Sommets Vol. XVII No 1 - Hiver 2004

 

Le paradis avant la fin de vos jours

par Sylvie Couture

«Réussir son vieillissement, c'est accepter de s'engager dans un processus de spiritualisation.» Celui qui apporte la bonne nouvelle n'a rien d'un prédicateur; il s'appuie non seulement sur une impressionnante carrière en recherche sur le vieillissement, mais également sur une longue vie, riche en expériences et en émotions. Et s'il prêche, c'est par l'exemple…

 


Gilbert Leclerc
Retraité et chercheur au Centre de recherche sur le vieillissement
Théologie 1953

 

 

 

 

 

 

Gilbert Leclerc est chercheur au Centre de recherche sur le vieillissement. Il est aussi retraité : «La retraite n'est pas la fin du travail, c'est un changement d'activités.» Jeune de cœur, de corps et d'esprit, Gilbert Leclerc n'est pas seulement tombé dans la marmite de jouvence, il y est resté à mariner paisiblement. Il en est presque contagieux! À son contact, les gens risquent de prendre un coup de jeunesse en découvrant un sens à leur vie, le sujet de prédilection des récentes recherches de Gilbert Leclerc : «Mes recherches sur l'actualisation du potentiel des personnes âgées m'ont amené à m'intéresser aux conditions nécessaires à un vieillissement réussi. Trouver un sens à sa vie en est une essentielle.»

Un sens à la vie

Le concept de sens à la vie fait aujourd'hui partie intégrante de la psychologie humaniste. De nombreuses études ont démontré que le sens à la vie influence positivement la santé physique et psychologique de l'individu et lui permet de garder une raison de vivre malgré les bouleversements de son existence. En associant le vieillissement au concept de sens à la vie, Gilbert Leclerc s'interroge sur notre capacité de redonner un sens à notre existence après avoir perdu les traditionnelles sources de sens que sont le travail, le statut social, l'amour d'un conjoint, la santé, l'autonomie…

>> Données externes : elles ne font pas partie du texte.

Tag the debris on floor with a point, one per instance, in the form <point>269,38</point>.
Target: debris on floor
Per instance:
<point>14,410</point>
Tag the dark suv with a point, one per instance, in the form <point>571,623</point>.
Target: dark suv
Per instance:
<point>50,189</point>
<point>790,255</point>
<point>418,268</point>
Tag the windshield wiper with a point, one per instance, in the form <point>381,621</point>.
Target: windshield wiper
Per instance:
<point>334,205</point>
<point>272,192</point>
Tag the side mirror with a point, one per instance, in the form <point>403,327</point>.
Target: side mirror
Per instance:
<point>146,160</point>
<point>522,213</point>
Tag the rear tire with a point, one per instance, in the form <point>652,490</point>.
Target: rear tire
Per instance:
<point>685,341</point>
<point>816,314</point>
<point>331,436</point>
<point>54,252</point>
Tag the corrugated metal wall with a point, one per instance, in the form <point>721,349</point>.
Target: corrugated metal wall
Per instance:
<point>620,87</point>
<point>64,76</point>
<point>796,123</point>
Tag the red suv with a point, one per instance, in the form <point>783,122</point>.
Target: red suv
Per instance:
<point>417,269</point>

Pour Gilbert Leclerc, «la réussite de notre vieillissement dépend en grande partie de notre capacité d'adaptation aux nombreuses pertes qui jalonnent le vieillissement». Il soutient qu'il faut donner un sens à notre passé, à notre présent et à notre avenir, tant sur le plan personnel que spirituel : reconnaître nos succès passés, mais aussi nos actions désintéressées, comme le don de soi, la compassion ou la tolérance dont nous avons fait preuve pendant notre vie; continuer à jouer un rôle dans la société, mais en tissant des liens avec d'autres sources de sens, comme la nature, l'entraide ou la paix; nous engager avec optimisme dans des projets de vie pour nous-même, mais également pour les autres ou pour des causes qui nous tiennent à cœur.

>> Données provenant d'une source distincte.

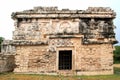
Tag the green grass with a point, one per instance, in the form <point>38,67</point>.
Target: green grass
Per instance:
<point>12,76</point>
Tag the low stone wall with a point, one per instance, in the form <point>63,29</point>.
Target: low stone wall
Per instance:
<point>7,63</point>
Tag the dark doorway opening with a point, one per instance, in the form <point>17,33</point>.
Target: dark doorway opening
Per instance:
<point>65,60</point>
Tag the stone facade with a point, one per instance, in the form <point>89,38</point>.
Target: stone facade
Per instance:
<point>82,38</point>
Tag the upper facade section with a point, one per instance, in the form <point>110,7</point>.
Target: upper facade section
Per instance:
<point>53,12</point>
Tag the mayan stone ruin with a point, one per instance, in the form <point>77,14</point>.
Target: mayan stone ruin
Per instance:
<point>68,42</point>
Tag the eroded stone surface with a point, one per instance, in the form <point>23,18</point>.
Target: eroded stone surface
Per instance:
<point>42,32</point>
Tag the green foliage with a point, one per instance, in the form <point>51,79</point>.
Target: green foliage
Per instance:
<point>117,54</point>
<point>1,40</point>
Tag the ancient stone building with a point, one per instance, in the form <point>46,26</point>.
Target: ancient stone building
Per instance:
<point>68,42</point>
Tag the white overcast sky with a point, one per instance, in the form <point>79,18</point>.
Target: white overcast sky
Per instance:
<point>9,6</point>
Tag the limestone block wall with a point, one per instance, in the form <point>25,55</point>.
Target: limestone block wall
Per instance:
<point>94,59</point>
<point>7,63</point>
<point>34,59</point>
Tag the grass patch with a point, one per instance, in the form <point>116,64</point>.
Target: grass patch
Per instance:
<point>12,76</point>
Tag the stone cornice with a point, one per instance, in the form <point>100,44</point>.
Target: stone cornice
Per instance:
<point>53,12</point>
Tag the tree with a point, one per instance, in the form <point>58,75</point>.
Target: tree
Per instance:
<point>117,54</point>
<point>1,40</point>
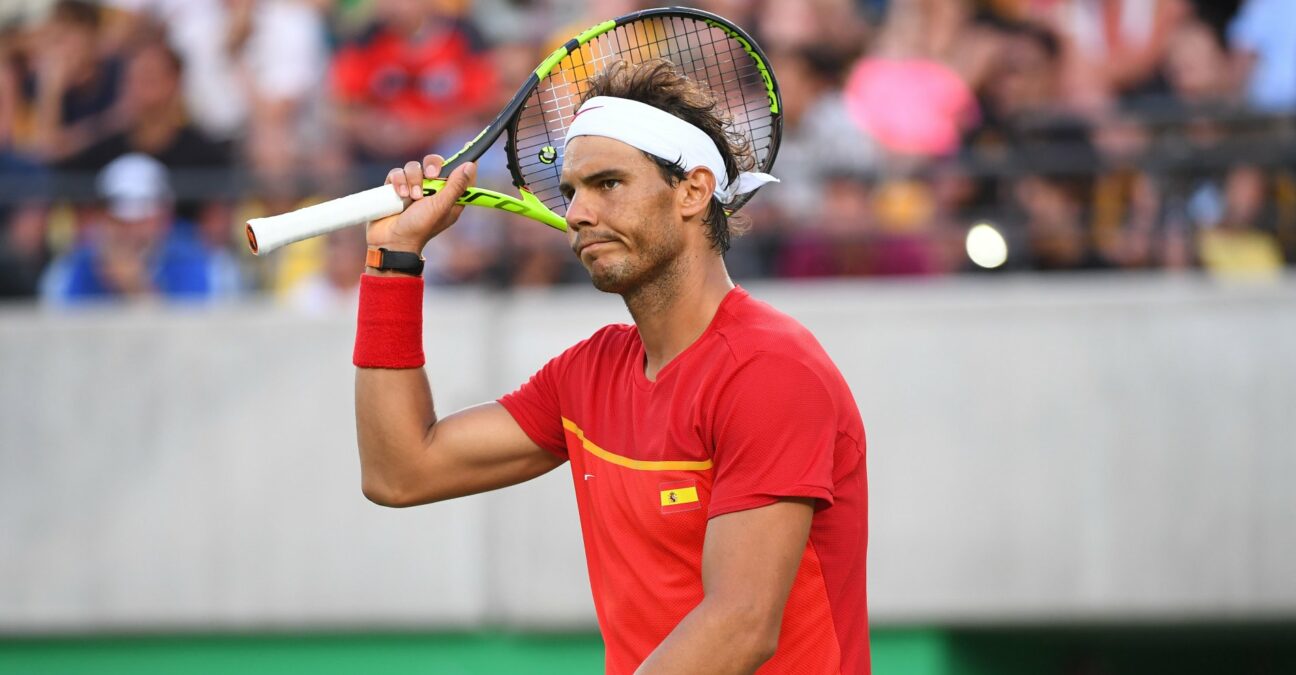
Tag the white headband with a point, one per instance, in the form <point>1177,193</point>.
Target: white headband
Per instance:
<point>664,135</point>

«Avec l'âge, nous nous concentrons davantage sur l'essentiel, en mettant progressivement de côté nos désirs matérialistes et égocentriques pour nous tourner vers des valeurs spirituelles qui transcendent notre existence. En fait, nous constatons que la vie ne peut atteindre tout son sens que si elle est centrée sur quelque chose de plus grand et de plus profond que nous-même.» Oui, mais qu'entend-on par spiritualité? «Au-delà des religions et des systèmes de croyances, la spiritualité est fondamentale et universelle. À l'intérieur même de chacun, elle répond aux questions existentielles sur sa propre identité et sur son rôle dans l'univers. Elle englobe toutes les dimensions de l'être, ses relations avec les autres et avec son environnement, de même que ses relations avec le sacré et le transcendant. Dès qu'une personne sort de son égocentrisme, elle entre dans sa spiritualité.»

Un sens au paradis

Gilbert Leclerc considère que les interventions auprès des personnes âgées ne doivent pas se limiter à la santé physique : «Aidez-les à se réaliser pleinement, mais aussi à revoir le positif de leur vie, à recadrer leurs regrets et à se donner de nouvelles raisons de vivre. Elles auront ainsi l'impression de pouvoir mourir en paix.»

Pour lui, il y a deux grandes dimensions au vieillissement : «Celle de la dégradation de nos capacités que nous essayons tous, bien pertinemment, d'arrêter; et celle de la croissance, de l'acceptation des pertes et de la reconstruction du sens à la vie, une dimension intemporelle qui échappe à la dégradation et qui ne cesse de croître.» De là, il n'y a qu'un pas, qu'un souffle, pour traverser l'ultime passage vers une autre vie. C'est peut-être ainsi que Gilbert Leclerc nous souhaite le paradis avant la fin de nos jours!

 

Vox pop

Avez-vous peur de vieillir?

Non. Je m'y prépare au quotidien, mais cela ne m'empêche pas d'appréhender les pertes qui font partie de tout vieillissement, même le plus réussi.